This is a short continuation of an earlier Flashbots bot analysis. To be clear, this is on Ethereum, studying transactions sent via Flashbots only.
My previous post has more information on the data source, as well as a number of assumptions and disclaimers. They still hold, especially “DYOR”. This is not a peer-reviewed study, just some amusements in a notebook.
It is worth mentioning that there is still plenty of non-Flashbots-based transaction activity that appear to be MEV related in this universe of accounts. It is safe to assume that top participants may be doing sending transactions various ways, included, but not limited to: 1) Flashbots, 2) Bloxroute, 3) direct-to-miner, 4) in the mempool, etc. There will also be important related transactions off-chain (CEX for example, or on other chains). These may make it less obvious what the transactions are “for”. You can draw your own conclusions as to the purpose/meaning behind various transaction bundles.
For this analysis:
Here are a few simple pics that aim to give a feeling for what has been going on at the top-end of this competition, and how it is all evolving.

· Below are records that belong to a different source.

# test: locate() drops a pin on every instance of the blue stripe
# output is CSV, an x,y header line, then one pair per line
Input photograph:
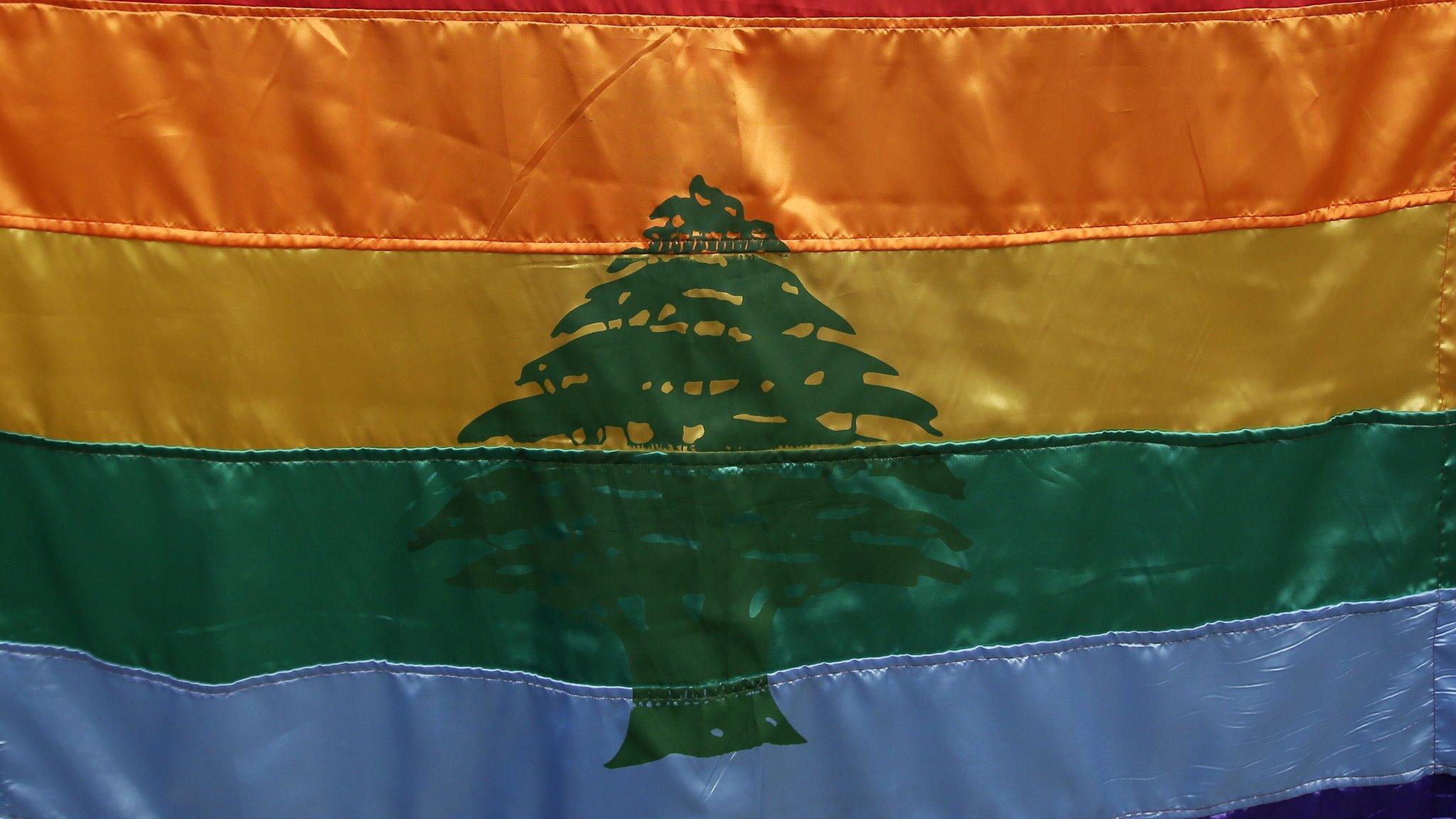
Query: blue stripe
x,y
1178,723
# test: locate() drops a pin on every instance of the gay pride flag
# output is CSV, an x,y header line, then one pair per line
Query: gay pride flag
x,y
727,408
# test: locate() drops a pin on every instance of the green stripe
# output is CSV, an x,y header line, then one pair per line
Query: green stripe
x,y
216,566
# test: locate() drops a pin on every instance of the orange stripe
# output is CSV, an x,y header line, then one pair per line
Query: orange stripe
x,y
561,133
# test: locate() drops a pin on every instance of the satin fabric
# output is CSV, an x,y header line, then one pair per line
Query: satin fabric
x,y
1171,724
218,566
801,8
255,348
490,132
1430,798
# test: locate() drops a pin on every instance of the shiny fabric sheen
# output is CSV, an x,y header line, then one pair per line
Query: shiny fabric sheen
x,y
1430,798
434,130
798,8
218,566
114,340
1172,724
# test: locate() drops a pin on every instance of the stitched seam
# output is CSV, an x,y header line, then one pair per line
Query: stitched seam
x,y
631,242
663,459
1353,780
1415,773
1446,456
228,690
1241,16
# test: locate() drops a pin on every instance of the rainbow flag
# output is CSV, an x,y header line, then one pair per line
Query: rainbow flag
x,y
725,408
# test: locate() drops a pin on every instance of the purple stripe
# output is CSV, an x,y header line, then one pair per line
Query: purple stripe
x,y
1430,798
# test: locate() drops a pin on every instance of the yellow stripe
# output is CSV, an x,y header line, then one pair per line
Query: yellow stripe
x,y
232,347
558,134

This first plot shows the evolution of the current top 10 bots, based on transaction count landed. You can see that several start mid-period and start/come on strong.

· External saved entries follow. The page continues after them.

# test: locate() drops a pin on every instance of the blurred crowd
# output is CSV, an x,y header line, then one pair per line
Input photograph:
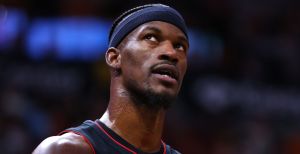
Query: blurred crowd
x,y
241,93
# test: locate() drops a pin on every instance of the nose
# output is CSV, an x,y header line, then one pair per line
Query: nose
x,y
168,53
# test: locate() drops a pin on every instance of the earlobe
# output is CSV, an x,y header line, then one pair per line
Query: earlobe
x,y
113,58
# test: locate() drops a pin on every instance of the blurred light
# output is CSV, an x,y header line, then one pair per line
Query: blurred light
x,y
68,38
12,21
205,45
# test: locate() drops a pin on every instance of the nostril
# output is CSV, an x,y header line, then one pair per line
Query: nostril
x,y
167,57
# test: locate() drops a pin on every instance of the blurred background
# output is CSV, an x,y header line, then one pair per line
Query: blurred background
x,y
241,94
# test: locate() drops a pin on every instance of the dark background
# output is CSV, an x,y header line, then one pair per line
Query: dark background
x,y
241,93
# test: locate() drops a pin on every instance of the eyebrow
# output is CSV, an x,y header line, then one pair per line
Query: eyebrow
x,y
157,30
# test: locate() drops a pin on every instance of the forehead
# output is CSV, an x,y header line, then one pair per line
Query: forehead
x,y
161,27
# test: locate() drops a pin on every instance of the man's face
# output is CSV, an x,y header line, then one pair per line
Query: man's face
x,y
154,60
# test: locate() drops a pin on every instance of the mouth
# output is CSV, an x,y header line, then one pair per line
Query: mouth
x,y
166,70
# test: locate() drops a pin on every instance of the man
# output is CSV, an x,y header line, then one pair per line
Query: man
x,y
147,57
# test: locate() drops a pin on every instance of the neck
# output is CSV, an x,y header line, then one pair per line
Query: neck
x,y
139,125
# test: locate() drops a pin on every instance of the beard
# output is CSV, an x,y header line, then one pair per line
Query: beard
x,y
148,97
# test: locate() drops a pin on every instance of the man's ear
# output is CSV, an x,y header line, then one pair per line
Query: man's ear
x,y
113,58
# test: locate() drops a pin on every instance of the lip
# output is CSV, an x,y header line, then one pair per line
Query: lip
x,y
164,67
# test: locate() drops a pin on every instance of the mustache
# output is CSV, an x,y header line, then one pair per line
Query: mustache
x,y
163,63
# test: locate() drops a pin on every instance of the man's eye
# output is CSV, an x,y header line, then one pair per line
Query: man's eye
x,y
179,46
150,37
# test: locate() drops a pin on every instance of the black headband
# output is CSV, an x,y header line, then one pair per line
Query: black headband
x,y
154,12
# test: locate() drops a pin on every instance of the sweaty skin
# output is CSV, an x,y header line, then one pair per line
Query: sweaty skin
x,y
139,92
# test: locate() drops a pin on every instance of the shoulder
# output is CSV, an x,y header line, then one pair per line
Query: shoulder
x,y
65,144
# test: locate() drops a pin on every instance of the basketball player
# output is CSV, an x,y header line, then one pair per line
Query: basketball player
x,y
147,56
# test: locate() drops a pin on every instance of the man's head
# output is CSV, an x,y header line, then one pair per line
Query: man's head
x,y
148,53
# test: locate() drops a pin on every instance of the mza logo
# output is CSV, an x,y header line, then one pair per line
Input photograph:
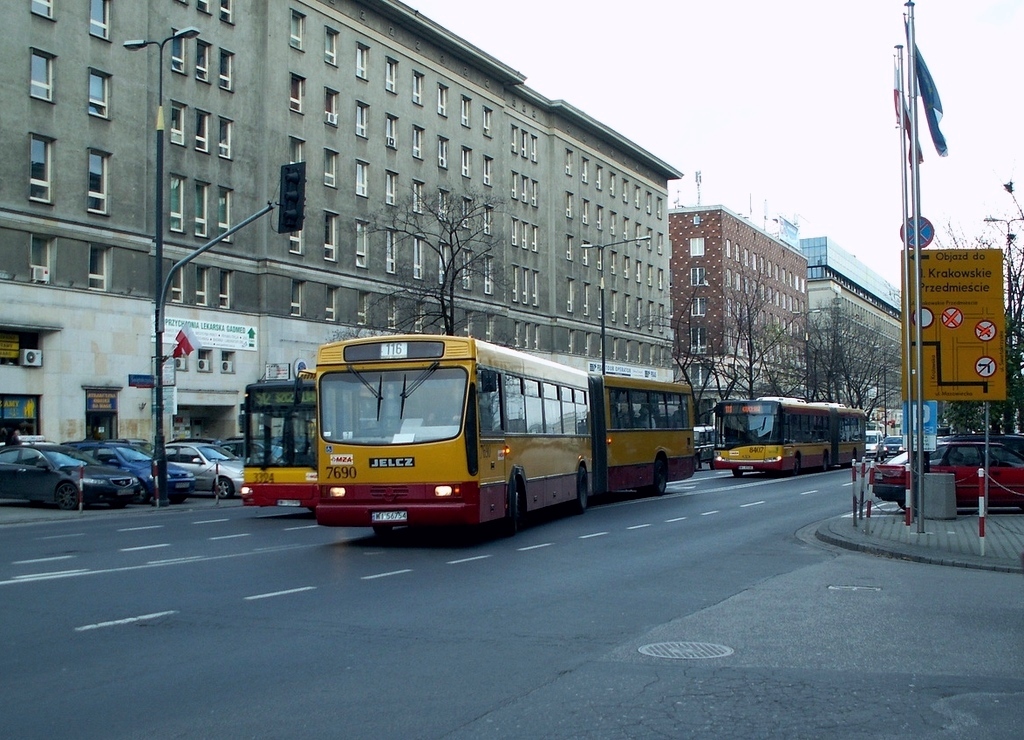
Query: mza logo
x,y
392,462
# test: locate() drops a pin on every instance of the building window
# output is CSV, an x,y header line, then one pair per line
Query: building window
x,y
390,75
98,267
177,124
297,93
390,259
41,162
361,179
98,162
202,61
202,131
331,307
201,217
202,285
297,30
42,76
98,93
330,168
176,216
418,142
361,243
330,236
441,99
361,60
226,70
224,138
361,117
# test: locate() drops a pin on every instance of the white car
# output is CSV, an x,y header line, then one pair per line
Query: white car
x,y
215,469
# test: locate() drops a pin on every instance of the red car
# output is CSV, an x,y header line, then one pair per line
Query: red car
x,y
1006,485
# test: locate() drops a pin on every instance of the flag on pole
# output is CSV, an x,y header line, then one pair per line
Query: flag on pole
x,y
901,107
185,342
933,105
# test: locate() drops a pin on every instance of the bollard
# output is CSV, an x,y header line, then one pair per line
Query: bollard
x,y
81,488
981,509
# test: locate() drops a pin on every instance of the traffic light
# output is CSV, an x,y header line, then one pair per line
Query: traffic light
x,y
293,198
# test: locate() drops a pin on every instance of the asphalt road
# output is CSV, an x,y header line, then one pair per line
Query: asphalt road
x,y
705,613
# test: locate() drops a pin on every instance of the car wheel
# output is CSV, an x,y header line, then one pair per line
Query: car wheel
x,y
224,488
66,496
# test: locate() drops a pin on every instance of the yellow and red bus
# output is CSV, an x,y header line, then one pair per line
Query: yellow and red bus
x,y
420,430
786,435
280,444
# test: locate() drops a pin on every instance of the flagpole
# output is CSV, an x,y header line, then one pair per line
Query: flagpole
x,y
919,442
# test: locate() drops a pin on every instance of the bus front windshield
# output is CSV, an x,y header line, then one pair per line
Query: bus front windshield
x,y
740,429
397,406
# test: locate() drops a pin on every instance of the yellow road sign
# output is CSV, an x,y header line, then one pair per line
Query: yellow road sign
x,y
963,322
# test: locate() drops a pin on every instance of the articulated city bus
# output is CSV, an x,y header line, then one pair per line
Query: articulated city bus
x,y
419,430
786,435
280,444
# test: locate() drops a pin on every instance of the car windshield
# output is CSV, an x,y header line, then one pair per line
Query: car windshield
x,y
69,458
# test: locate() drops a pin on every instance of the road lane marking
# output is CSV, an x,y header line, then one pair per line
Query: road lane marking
x,y
281,593
385,575
467,560
127,620
44,560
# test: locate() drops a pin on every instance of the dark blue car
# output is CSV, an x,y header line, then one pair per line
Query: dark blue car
x,y
180,483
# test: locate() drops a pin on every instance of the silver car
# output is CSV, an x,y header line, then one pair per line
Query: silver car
x,y
215,469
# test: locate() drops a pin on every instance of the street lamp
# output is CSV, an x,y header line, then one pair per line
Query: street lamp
x,y
159,452
600,248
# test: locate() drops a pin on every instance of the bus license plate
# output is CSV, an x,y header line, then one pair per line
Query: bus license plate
x,y
388,516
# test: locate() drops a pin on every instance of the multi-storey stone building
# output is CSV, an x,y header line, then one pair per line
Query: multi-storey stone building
x,y
380,102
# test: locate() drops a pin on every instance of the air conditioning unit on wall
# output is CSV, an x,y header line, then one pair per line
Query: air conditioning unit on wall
x,y
32,358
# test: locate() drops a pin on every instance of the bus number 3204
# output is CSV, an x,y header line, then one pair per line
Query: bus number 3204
x,y
341,472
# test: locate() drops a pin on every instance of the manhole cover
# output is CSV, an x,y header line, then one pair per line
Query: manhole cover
x,y
686,651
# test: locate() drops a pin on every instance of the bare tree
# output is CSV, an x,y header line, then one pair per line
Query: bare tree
x,y
441,251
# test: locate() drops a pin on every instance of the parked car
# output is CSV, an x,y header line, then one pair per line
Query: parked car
x,y
49,473
889,447
215,469
1006,485
180,483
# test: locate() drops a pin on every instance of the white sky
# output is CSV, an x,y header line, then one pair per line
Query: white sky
x,y
784,104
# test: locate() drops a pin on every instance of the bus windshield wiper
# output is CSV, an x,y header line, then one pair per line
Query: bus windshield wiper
x,y
378,391
406,393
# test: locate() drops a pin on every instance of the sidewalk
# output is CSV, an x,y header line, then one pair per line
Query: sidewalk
x,y
952,541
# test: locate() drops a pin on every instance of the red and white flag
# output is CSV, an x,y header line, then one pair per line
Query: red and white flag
x,y
185,342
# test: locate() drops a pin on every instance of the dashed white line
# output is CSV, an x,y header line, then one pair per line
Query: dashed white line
x,y
128,620
44,560
385,575
280,593
467,560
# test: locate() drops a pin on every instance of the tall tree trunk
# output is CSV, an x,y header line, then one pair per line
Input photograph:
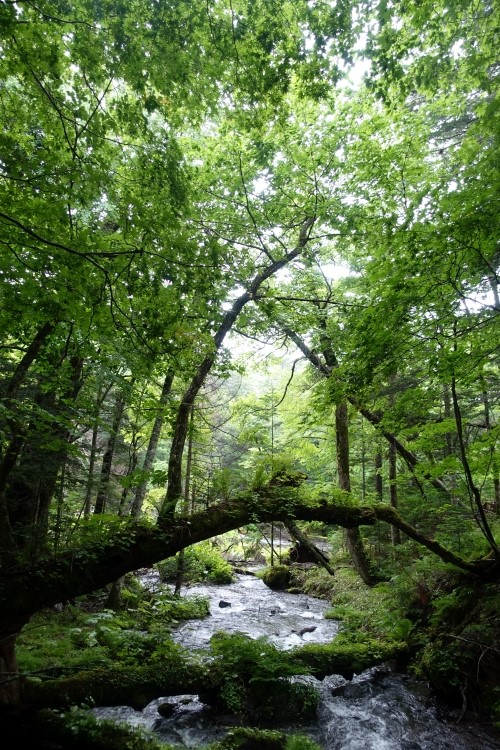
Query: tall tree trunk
x,y
174,479
494,460
378,481
154,439
354,541
187,488
17,432
32,484
107,459
326,368
393,490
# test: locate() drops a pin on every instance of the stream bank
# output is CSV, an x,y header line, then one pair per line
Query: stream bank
x,y
378,709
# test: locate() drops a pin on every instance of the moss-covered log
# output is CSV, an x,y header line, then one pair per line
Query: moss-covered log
x,y
26,589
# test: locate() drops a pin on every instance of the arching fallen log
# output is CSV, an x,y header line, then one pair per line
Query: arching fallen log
x,y
26,589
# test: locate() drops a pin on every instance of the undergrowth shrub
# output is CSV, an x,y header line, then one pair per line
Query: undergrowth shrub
x,y
202,562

This second plot is similar, but shows the top 10 bots by transaction count per window, using the top 10 addresses at the start of the first window. You can see how some decrease, then stop.

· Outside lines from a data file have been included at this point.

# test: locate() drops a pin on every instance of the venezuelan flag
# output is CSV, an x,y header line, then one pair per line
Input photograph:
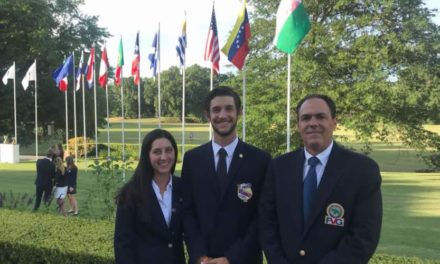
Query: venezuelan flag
x,y
237,47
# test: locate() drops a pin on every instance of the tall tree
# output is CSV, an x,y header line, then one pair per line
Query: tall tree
x,y
45,30
377,59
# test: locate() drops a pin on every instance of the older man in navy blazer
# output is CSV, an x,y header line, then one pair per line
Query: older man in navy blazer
x,y
222,180
44,180
326,210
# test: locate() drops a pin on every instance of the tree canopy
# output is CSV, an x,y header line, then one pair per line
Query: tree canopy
x,y
46,31
379,60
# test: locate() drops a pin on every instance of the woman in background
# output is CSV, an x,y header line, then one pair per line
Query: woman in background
x,y
71,173
60,184
148,225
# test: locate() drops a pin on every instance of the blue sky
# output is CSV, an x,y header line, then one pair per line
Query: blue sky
x,y
125,18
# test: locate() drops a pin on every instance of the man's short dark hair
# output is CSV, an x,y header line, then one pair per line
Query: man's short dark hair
x,y
328,100
222,91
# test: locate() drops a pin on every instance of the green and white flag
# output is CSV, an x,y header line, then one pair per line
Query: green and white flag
x,y
292,25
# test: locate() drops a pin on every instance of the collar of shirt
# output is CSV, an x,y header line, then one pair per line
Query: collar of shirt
x,y
229,149
165,201
323,158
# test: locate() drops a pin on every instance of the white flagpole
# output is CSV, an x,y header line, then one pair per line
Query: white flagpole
x,y
36,114
243,119
96,111
84,124
288,102
139,114
158,76
74,110
108,121
67,120
123,123
183,106
15,110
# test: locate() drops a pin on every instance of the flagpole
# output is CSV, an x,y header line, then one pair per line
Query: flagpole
x,y
84,124
96,111
158,76
15,109
211,87
183,107
123,123
74,111
288,102
36,114
108,122
243,119
67,120
139,115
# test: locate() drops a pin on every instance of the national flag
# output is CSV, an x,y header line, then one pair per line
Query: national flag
x,y
237,46
31,75
292,25
89,68
79,72
61,73
212,52
103,68
120,63
10,74
154,54
181,45
136,61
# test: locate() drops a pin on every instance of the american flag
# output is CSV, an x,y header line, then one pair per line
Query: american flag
x,y
212,50
79,72
181,46
153,56
136,60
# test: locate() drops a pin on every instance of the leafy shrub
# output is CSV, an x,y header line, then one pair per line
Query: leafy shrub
x,y
40,238
109,178
90,146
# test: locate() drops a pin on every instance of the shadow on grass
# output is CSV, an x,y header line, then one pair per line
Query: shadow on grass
x,y
411,216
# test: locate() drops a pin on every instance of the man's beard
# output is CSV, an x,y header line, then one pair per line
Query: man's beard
x,y
227,133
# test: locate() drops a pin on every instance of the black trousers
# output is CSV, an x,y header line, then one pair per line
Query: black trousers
x,y
39,193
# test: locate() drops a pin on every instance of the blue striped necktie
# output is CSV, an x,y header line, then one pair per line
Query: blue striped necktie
x,y
309,186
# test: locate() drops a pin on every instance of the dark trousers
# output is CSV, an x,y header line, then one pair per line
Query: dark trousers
x,y
47,193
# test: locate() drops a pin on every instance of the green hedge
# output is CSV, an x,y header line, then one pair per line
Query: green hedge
x,y
39,238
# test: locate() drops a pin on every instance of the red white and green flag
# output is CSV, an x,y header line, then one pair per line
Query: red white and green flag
x,y
103,68
292,25
120,63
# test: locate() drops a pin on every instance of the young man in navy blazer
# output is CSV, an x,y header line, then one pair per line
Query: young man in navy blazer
x,y
335,215
221,191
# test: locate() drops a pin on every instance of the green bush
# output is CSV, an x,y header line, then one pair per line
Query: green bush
x,y
39,238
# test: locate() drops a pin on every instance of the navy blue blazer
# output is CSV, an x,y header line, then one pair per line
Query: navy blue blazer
x,y
45,173
147,239
223,223
346,215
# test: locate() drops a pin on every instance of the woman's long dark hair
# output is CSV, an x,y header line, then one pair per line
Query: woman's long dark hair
x,y
134,193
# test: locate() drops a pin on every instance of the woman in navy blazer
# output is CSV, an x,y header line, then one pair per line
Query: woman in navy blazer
x,y
148,221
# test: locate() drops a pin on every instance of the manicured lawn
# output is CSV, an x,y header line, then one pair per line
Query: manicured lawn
x,y
411,200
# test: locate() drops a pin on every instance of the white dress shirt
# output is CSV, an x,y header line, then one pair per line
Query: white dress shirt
x,y
229,150
165,201
323,158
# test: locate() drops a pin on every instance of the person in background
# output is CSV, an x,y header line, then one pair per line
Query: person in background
x,y
60,184
148,226
44,181
71,175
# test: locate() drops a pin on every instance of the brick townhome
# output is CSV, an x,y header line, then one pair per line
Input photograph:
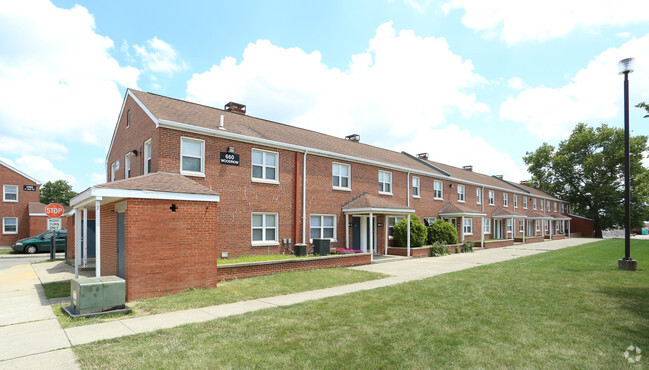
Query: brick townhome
x,y
278,185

One can conclude that these “new bots” above replace some of these older bots for the same participants, or that they are out-competed and the bots stop winning. Analysis of the EOAs related to these accounts may answer some of those kinds of questions.
I’d have to guess that bots that debut in the top few positions must be existing strong competitors evolving, but, of course, I could be wrong.
The next plot shows transaction count as a percentage of all landed fbots transactions through time, using the ending rank. Some of the newer bots overtake the long-standing #1 bot in recent times.
These plots are noisy, but they show any bot that was in the top 10 during any window. There are 21 addresses in total. The point of this ugly, noisy plot is to show how much activity there is here at the top. You can see a lot more on/off experimentation/competition.
The only real “punchline” to this post is to show how much competition and experimentation there is at the top of the game.